Partly it’s the front cover, partly it’s the size – will it fit into my pocket, partly it’s the title and mostly it’s the bit on the back.

The bit that supposed to attract me. Which is why I can’t understand why so many of these back covers are so poor. I’m not interested in endorsements from well known poets – they could be their best mates for all I know, a picture of the poet is irrelevant and the descriptions of the type of poetry inside usually make my eyes glaze over within the first sentence.

How many ‘he sees things as they should be seen’, ‘an appreciation of the physical world’, ‘unusual personal shadows’. ‘new spaces through language’ need to be written. They are interchangeable.

And worst of all are the ones that make me actually put the book back on the shelf without further thought as in ‘This book is groundbreaking’. As if.

Ironically the type of publisher that makes me open a book in the bookshop ( which is surely the point ) is Faber and Faber who put nothing on the back and only the author’s name and the title on the front.

Thursday, 4 July 2013


Every month or so I meet up with poets Ron Scowcroft and Martin Domleo for chat about poetry. Last week was one of those occasions and the talk drifted, as it does, about recent readings we’ve been to and what’s coming up.

And we discovered that we’d all recently been to events where some poets had been wearing hats. With feathers in them. Which brought the unanimous verdict that this trend was not to be encouraged.

Indeed, I’d take it further and suggest that any form of poetic dress code involving capes, scarves, greatcoats, frills, headbands, waistcoats, cowboy boots or Doc Martens should be reported to the Poetry Society who will be obliged to issue a first formal warning to those wearing such apparel. On further transgressions the poet would be forced to attend the Glastonbury Festival.

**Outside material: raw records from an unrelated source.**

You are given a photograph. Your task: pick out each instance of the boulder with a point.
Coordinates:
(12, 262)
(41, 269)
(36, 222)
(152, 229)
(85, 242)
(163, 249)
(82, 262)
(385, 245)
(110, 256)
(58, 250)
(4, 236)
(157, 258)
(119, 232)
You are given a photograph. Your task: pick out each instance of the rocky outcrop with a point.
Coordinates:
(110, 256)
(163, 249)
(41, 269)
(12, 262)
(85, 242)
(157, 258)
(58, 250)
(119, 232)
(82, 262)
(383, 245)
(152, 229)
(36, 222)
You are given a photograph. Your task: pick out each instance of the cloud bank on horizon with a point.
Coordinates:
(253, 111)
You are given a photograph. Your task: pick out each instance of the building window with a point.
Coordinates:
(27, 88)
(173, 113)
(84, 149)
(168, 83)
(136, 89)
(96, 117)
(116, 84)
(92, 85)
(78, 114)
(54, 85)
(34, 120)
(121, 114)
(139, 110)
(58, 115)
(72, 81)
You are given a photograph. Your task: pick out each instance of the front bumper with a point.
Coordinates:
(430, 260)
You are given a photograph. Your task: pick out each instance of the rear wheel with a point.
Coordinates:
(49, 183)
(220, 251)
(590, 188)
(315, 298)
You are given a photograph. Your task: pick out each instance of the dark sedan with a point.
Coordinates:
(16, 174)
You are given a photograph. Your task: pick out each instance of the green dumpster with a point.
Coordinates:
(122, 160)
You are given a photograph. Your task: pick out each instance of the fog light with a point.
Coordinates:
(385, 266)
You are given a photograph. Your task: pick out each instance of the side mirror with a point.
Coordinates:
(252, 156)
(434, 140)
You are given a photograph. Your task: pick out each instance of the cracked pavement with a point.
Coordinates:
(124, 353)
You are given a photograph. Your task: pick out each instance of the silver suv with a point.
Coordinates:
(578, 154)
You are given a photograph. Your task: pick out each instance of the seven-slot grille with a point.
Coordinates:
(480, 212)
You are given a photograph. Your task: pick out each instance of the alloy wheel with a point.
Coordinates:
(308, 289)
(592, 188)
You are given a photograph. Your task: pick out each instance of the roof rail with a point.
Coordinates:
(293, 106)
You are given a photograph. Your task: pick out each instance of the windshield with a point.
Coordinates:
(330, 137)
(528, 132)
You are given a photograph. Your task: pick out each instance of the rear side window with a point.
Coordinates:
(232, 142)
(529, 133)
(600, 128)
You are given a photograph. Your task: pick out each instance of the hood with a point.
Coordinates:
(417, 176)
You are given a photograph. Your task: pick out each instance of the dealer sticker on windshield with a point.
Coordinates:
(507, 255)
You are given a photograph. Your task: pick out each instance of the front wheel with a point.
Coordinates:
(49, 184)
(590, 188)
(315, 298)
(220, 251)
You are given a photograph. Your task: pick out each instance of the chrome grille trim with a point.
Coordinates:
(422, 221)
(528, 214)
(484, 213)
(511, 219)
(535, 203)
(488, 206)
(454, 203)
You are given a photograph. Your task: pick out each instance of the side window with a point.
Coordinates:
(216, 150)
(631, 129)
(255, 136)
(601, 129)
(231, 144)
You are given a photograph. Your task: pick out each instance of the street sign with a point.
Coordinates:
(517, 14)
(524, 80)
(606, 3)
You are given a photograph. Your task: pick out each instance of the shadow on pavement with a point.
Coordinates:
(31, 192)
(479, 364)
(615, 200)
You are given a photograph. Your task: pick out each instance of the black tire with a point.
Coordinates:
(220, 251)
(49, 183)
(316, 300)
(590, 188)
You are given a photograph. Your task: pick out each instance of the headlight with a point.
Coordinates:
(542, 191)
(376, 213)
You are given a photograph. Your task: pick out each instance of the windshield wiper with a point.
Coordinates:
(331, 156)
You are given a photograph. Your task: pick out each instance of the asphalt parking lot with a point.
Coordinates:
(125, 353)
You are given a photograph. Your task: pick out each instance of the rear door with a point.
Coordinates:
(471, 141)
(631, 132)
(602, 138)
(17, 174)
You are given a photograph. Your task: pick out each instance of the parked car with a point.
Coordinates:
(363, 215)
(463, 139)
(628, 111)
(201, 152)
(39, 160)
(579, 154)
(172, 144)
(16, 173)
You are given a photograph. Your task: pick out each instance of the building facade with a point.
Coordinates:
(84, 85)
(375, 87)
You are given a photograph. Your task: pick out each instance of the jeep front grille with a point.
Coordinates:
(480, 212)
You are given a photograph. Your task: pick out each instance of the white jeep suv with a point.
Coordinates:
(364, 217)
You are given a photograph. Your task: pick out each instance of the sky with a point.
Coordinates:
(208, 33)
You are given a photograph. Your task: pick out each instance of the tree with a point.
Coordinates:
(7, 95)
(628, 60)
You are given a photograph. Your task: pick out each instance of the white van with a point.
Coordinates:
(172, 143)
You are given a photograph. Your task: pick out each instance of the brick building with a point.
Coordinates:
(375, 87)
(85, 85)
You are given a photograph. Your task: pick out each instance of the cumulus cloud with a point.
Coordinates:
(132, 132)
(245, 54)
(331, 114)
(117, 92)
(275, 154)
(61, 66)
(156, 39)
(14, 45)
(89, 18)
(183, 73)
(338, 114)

Apart from anything else wasn’t the wearing of hats indoors supposed to be rude.

It just so happened that this week I came across a poem by Tony Curtis entitled ‘Hat’ which include the lines: I wanted a hat with gold, purple/saffron, the yellow of a buttercup,/the red of a butterfly:/so that even a stranger,/passing at a distance,/could see the poet in me.

It’s in his book ‘The Well in the Rain’ from Arc Publications.